Even the logistics are not straightforward. There aren’t many places in Singapore where you can have 5,000 shareholders show up, and then a voting system has to be arranged, and the capacity to answer questions in Singapore’s multiple languages.

[The OUE combination] is a bold step, but potentially a necessary one in an era where big is beautiful among the Singapore-listed real estate investment trusts 
 - Mervin Song, DBS

The OUE deal will take a similar course: a trust scheme of arrangement, scrip for scrip, but on a larger scale. There are 25,000 shareholders involved in that one – leading to the half-joking idea that they’re going to have to do the shareholder meeting in the National Stadium.

At least the regulatory roadmap has been set by the Viva deal: those involved include the Securities Industry Council, the Monetary Authority of Singapore, the SGX and tax authorities.

The Viva deal later had to be sanctioned by the Singapore High Court and even required approval from Jurong Town Corporation, though this won’t be the case with OUE.

“The markets are supportive,” says one banker. “It helps with the problem of liquidity. Combining the two helps to re-rate the stock and increases research coverage.”

The OUE merger will also put the stock into benchmark indices.

Bank of America Merrill Lynch was sole financial adviser to Viva, and will also be lead merger coordinator and sole financial adviser to OUE Hospitality Trust. Citi, UOB and RHB also worked on the Viva-ESR deal; Citi, Credit Suisse and OCBC are also on the OUE merger.

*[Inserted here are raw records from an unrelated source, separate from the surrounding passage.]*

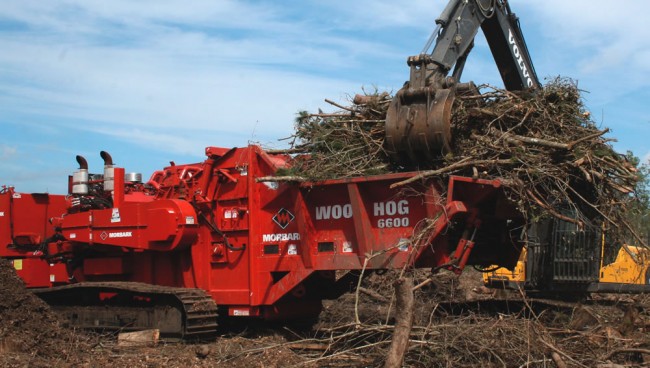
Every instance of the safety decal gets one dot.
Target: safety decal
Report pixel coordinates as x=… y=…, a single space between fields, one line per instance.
x=283 y=218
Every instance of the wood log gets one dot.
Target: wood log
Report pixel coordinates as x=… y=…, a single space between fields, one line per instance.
x=138 y=338
x=403 y=322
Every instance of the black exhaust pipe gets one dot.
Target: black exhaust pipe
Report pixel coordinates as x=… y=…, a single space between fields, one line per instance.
x=83 y=164
x=108 y=160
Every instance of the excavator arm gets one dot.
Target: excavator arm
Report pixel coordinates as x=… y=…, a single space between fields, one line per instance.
x=418 y=120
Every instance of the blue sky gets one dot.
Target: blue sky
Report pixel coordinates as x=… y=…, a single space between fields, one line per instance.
x=154 y=81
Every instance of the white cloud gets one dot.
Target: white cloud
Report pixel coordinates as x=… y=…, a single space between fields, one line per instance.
x=6 y=152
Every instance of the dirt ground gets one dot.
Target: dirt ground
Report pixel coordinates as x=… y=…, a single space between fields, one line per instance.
x=458 y=323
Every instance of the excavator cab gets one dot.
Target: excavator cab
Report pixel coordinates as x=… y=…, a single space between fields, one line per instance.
x=418 y=121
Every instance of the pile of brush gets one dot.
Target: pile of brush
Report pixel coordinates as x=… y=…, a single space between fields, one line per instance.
x=544 y=146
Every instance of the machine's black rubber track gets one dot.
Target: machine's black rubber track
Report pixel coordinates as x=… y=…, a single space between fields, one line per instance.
x=193 y=310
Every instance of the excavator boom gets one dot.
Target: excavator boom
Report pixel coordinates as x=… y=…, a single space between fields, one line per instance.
x=418 y=120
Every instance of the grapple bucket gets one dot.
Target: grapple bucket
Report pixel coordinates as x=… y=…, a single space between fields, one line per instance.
x=418 y=124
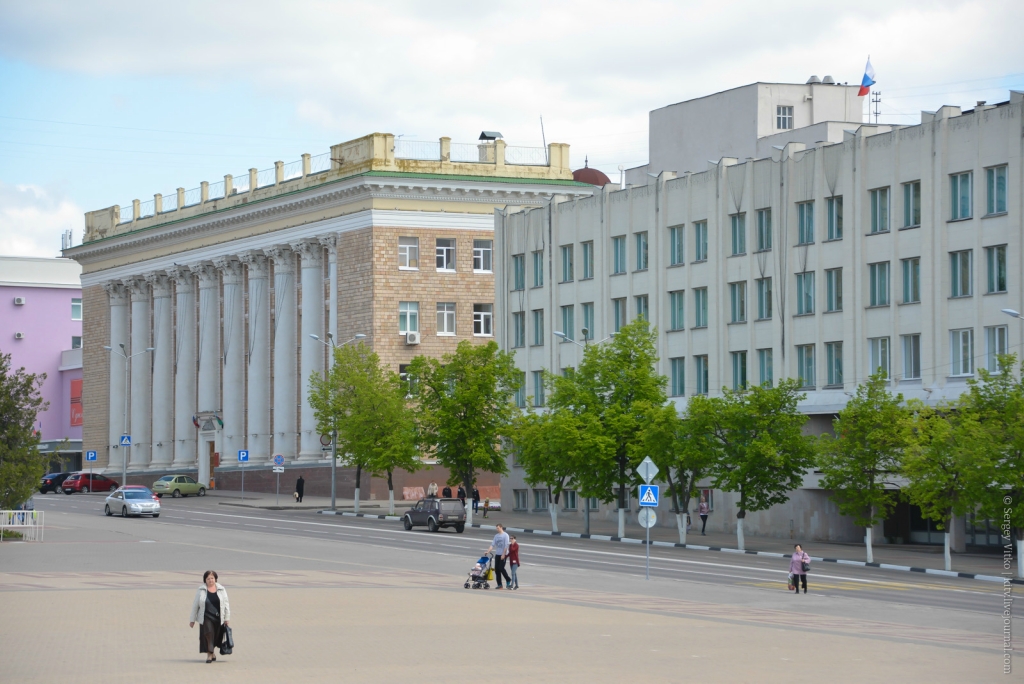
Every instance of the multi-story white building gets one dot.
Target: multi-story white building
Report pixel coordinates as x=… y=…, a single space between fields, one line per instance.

Investors love Reits in Singapore; they pay a reliable yield, are well covered by the local investment press and analyst community, and contain assets people can understand – and are often see: the OUE merged trust will include the Crowne Plaza Changi Airport, One Raffles Place and the Mandarin Orchard Singapore.

Indeed, Hou Wey Fook, DBS’s chief investment officer for wealth management, once told an investment conference he had 75% of his wealth in Singapore Reits.

More mergers are expected to follow. Morgan Stanley, for example, has been calling for them since at least 2015. A 2017 benchmark report from analyst Wilson Ng concluded that consolidating into bigger Reits should result in 15% to 30% re-ratings.

“Reits are rewarded in the market for their size and liquidity,” he says.

About 15 of Singapore’s Reits have a market capitalization of S$1 billion or lower. Merger candidates include Ascendas Hospitality Trust, AIMS Apac, Cache Logistics Trust and Sabana Shari’ah.

The OUE combination “is a bold step, but potentially a necessary one in an era where big is beautiful among the Singapore-listed real estate investment trusts,” says Mervin Song, analyst at DBS.

“A larger and more liquid OUECT-HT will likely place it on the radar of a wider pool of institutional investors and potentially result in greater broker coverage… A virtuous positive cycle could result in a lower cost of capital over time.”